“安书记,你先喝完汤。”林江南安抚道,“等你缓过来,今天晚上发生的一切,我一定一五一十、原原本本地告诉你。你先躺著,我再餵你几口?”
餵她?天吶,这算什么事!
可安红实在没有力气,刚挣扎了一下,便“砰”地一声又倒回床上。她只能微微闭上眼睛,下意识地张开嘴,模样竟像个被人伺候的婴儿一般。
这醒酒汤还真是管用。过去每次张秋阳喝多了,招待所厨房都会燉上这么一大碗,又好喝又醒酒,还不伤身体。
可林江南万万没想到,自己会以这样的方式,单独和安红面对面相处。
这回安红倒是老实了不少,一大碗醒酒汤乖乖喝进了肚子里。没过多久,她便觉得头痛减轻了许多,晕眩感也渐渐褪去,身子似乎也有了力气。
而人一旦有了力气,立刻就对著“恩人”发难了。
她猛地一把推开林江南。本来她就对这个年轻男人心怀不满,甚至带著几分愤怒,如今自己又光溜溜地暴露在他面前,这简直是是可忍孰不可忍!
“林江南,你到底做了什么?”安红的声音又急又怒,带著咬牙切齿的恨意,“你他妈的!你他妈的这是在糟践我!”
“安书记,”林江南连忙解释,“昨天晚上是谁让你喝了那么多酒?我觉得那不光是酒,肯定有人给你下了药!”

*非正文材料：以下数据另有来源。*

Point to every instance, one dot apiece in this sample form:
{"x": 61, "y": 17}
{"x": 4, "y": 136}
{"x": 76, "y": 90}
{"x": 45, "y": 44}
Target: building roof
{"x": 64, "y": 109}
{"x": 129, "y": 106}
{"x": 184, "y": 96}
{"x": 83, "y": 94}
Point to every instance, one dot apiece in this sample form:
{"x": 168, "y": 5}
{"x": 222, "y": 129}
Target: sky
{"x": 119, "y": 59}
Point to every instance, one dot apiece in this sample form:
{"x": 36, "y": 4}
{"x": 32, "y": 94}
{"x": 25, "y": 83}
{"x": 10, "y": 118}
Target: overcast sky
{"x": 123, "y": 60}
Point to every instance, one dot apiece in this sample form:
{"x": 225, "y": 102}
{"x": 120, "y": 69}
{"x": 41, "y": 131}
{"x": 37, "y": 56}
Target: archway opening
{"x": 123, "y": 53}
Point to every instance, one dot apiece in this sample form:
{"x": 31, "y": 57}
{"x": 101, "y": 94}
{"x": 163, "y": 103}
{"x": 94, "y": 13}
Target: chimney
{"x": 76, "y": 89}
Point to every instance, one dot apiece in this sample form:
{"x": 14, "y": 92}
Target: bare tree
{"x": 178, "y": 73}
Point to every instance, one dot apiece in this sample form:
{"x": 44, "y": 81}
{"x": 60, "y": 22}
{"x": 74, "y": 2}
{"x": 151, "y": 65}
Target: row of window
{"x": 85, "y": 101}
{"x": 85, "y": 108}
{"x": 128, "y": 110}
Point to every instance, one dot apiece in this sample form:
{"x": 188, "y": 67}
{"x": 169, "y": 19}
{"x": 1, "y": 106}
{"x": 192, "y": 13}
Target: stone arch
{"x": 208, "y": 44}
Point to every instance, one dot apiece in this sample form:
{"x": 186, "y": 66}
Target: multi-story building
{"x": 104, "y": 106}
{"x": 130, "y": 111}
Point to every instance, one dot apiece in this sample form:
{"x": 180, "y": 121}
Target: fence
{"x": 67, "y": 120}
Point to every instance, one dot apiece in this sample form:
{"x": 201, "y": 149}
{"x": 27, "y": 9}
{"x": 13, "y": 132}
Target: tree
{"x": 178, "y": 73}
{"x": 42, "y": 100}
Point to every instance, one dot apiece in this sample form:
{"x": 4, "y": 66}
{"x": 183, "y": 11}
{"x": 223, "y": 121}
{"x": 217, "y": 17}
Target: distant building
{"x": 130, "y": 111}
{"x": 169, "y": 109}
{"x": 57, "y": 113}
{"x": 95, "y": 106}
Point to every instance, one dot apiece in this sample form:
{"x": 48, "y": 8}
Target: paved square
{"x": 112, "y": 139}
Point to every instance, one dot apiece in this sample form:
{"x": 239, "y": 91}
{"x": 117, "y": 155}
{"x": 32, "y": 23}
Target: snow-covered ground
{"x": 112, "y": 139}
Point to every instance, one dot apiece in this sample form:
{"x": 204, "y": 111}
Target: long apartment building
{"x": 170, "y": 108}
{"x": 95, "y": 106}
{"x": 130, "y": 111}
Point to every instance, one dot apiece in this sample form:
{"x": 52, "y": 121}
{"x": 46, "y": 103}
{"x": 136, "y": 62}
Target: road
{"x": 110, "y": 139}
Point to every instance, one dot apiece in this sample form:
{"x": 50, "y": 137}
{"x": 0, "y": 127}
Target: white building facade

“我跟你说的不是喝酒的事!”安红厉声打断他,眼神里满是警惕和质问,“是你!我的衣服是不是你给扒光的?你、你是不是跟我做了那种事?昨天我就该收拾你,今天我可不会再放过你了!”
林江南早料到,这类女人一旦觉得自己受了伤害,就会变得蛮横无礼、不分青红皂白。他连忙上前一步,急切地说:“安书记,不是这样的!你听我解释!”
安红从小到大生在蜜罐里,几乎所有的男人都对她卑躬屈膝,恨不得要对她下跪。
可眼前这个男人居然一而再再而三的冒犯自己。
她感到自己丟人丟大了。一种强烈的羞耻感攫住了她的身心。
“我的手机呢?我的手机呢?”安红说著就要下地找手机。
林江南不干了,翻脸成仇虽然是女人的本性,但自己好心好意把安红从一个正在性侵她的壮汉的手里抢救下来,居然落得如此下场。

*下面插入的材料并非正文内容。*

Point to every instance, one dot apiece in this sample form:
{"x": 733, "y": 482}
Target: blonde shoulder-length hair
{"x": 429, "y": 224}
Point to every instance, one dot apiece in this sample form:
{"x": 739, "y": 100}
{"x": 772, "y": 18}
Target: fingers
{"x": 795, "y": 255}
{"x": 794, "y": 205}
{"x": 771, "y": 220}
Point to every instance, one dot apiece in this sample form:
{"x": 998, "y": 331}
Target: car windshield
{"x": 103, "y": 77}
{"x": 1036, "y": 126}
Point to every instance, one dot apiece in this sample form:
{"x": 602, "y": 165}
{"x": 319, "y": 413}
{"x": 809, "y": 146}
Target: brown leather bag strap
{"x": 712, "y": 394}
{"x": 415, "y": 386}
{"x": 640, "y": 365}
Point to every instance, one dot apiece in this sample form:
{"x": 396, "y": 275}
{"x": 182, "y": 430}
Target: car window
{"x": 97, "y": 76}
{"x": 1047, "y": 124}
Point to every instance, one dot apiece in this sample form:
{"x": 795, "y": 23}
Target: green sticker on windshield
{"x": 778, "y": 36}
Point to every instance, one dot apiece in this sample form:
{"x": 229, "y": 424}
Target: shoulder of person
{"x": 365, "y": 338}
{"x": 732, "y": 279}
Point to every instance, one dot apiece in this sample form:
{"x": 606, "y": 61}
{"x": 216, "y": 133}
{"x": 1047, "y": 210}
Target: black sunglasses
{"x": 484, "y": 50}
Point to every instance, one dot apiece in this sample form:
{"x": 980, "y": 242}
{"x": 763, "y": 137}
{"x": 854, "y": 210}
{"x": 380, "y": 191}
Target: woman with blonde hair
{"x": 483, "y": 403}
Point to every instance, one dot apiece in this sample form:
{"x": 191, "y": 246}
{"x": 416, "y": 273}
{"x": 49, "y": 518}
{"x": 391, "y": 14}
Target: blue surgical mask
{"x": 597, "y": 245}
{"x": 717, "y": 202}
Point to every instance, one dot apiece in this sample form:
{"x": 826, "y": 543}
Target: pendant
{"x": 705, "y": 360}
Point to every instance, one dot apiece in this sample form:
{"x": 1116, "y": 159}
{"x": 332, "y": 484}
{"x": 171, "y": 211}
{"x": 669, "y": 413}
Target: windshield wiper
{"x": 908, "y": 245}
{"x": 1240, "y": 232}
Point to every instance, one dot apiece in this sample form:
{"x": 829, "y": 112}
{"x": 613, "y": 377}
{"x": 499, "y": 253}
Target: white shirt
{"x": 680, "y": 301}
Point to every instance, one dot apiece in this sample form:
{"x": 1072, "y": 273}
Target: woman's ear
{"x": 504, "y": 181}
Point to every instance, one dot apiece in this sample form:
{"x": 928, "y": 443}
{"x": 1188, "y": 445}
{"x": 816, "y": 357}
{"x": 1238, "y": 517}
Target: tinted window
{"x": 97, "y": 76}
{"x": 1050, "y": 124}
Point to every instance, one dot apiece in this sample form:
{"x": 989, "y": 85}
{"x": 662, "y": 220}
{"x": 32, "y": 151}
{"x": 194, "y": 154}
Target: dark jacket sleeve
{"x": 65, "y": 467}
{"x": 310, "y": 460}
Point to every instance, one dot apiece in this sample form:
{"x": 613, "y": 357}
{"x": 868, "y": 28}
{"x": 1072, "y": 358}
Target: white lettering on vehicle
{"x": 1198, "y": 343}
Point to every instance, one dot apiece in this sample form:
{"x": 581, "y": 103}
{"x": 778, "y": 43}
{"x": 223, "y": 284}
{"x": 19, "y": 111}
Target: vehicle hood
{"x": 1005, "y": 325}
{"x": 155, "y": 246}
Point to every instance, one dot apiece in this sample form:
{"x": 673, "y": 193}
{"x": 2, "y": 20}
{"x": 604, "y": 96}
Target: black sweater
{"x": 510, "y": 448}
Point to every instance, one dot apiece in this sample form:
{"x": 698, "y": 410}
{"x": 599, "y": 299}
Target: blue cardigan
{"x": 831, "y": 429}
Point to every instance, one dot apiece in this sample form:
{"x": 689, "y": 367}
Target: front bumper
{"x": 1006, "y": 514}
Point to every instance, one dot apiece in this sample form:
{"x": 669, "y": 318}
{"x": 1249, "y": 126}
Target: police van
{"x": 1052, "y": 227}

他说:“安书记,你都不知道刚才发了发生了什么。在你的房间,有个男人扒光了你的衣服,就要对你干那事,是我把他打跑的。”
安红冷笑著说:“我倒没看到別的男人,倒是你想跟我干那事。我绝不会放过你。”
在自己的包里找到了手机刚要拨號,林江南一下子抢过安红手里的手机,愤愤地把她推倒,他娘的,既然自己没落好,发昏当不了死,而自己就有这种强烈的欲望攫住了他的身心,三下五除二也把自己剥了个精光,一下子就扑了上去。
安红竟没有丝毫招架。或许是身子实在疲惫不堪,又或许是残留的药力尚未散尽,林江南的动作居然异常顺畅。
当一切尘埃落定,安红依旧老老实实地躺在那里,眼神空洞却又带著一股骇人的平静,定定地看著眼前这个年轻男人——刚才,他对自己那般肆无忌惮、那般疯狂。
良久,她才缓缓开口,声音沙哑得像是砂纸摩擦过木头:“林江南,是吧?”
她顿了顿,目光锐利如刀,直直刺进林江南的眼底:“你不知道我是谁,是吧?你也不清楚你自己是什么身份,是吧?”
“行,”安红轻轻吸了口气,语气里听不出丝毫波澜,却透著一股毁天灭地的寒意,“我弄不过你,让你得逞了。”
“可是林江南,”她一字一顿,每个字都像是淬了冰,“你这辈子,也就彻底完了。”